If any team wants to become good, the people in that team need to work together to get the playtesting in that will help them understand their matchups. Playtesting shouldn’t feel like torture but should be a way for players to become better and be well prepared for any tournament. Whenever a friend/team member finds a breakthrough in the metagame, then other team members should expect that person to share that info with the rest of the group. I condone this 100% because we would need to test the theory of whatever that player came up with.

Deciding on whom you want to playtest is also very important. That player/team member must have the same motivation and determination as you to win the event. When I picked my friend Andres Suarez to playtest with, we would playtest all the time, trying different cards to help our chances of winning. Before we knew it, with all the playtesting and deck modifications, we ended up playing each other in the finals of the top eight for Pro Tour Yokohoma. Picking your playtesting partners (or team members) may not seem important, but it really is. Some players think using FNM (Friday Night Magic) for playtesting is helpful when really FNM is mainly for newer or casual players. Be cautious of this.

When playtesting for a tournament, it’s best to steer clear of playing other formats. This will break your concentration and you’ll lose focus on the current metagame. It’s better to keep your mind sharp and know every situation that your opponent can throw at you in that format. Another important reason, but can also be very long to talk about, is sideboarding. I can’t stress enough the complexity of knowing how to sideboard against certain decks. If players playtest, sideboarding becomes less of a struggle in figuring out what to board in and what to take out.

I took the liberty of asking several Houston players (anonymity kept) this question, “How important is it to playtest?” Some responses were quite remarkable and some were average. Here are some responses. I wasn’t looking for a correct or incorrect answer. I was just looking for opinions.

“So the two big things are playtesting your deck over and over again, which is more important if you’re an uncertain pilot. Then there's studying the metagame, which is more important if you’re unsure of your knowledge of the format. Both are about 50/50 in terms of deck preparation. The variance is in where you lie on that spectrum.”

“It’s very important if you want to get as far as going to a Pro Tour.”

“Honestly, playtesting is the most important to becoming better. You become familiar with the different types of decks and you realize what should be in your main versus the sideboard. How do you think I did so well with my home brews? My Reanimator deck took down that tournament at Bad Wolf because I was already familiar with most of the decks I played against and had a good sideboard plan. Got to test every chance you can get.”

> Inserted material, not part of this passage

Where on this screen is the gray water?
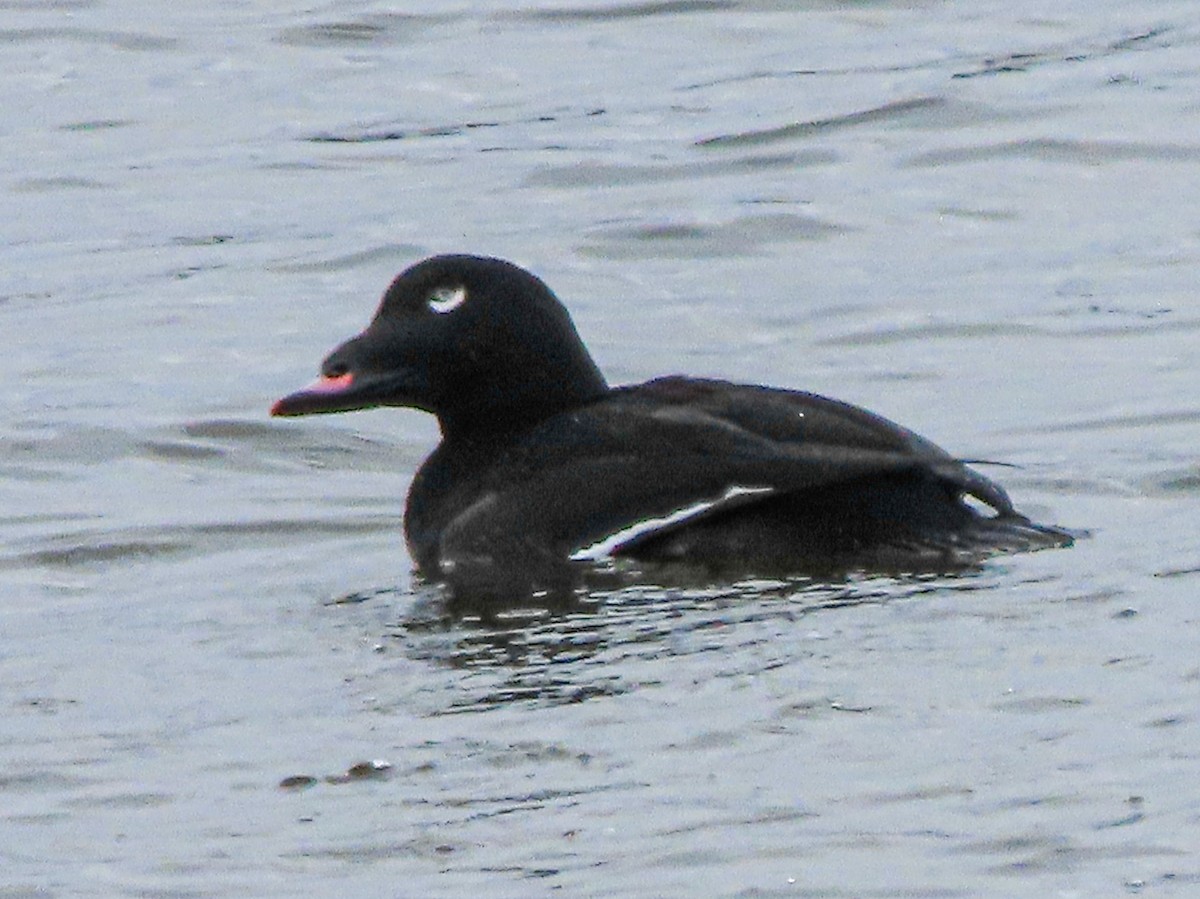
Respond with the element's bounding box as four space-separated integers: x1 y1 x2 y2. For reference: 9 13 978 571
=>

“Extremely important; knowing my deck, knowing other decks, knowing matchups, and getting triggers right.”

I’m not saying players have to devote their life to the game. But at least if they want to be competitive, they should have determination, motivation, and dedication to playtesting.

Determination - A player who wants to win a Grand Prix (or at least top 8).

Motivation - A player who wants to playtest and get a group of like-minded players together to do well at an event.

Dedication – A player who wants to learn about their deck and wants to playtest against every dominating deck in the format.

Remember, it should be fun to playtest because you’re most likely with your team members who are probably also your friends. If you select your team well, then every player will get the best playtesting done. This will help them gain confidence in playing their deck and make the most optimal plays to achieve the best outcomes.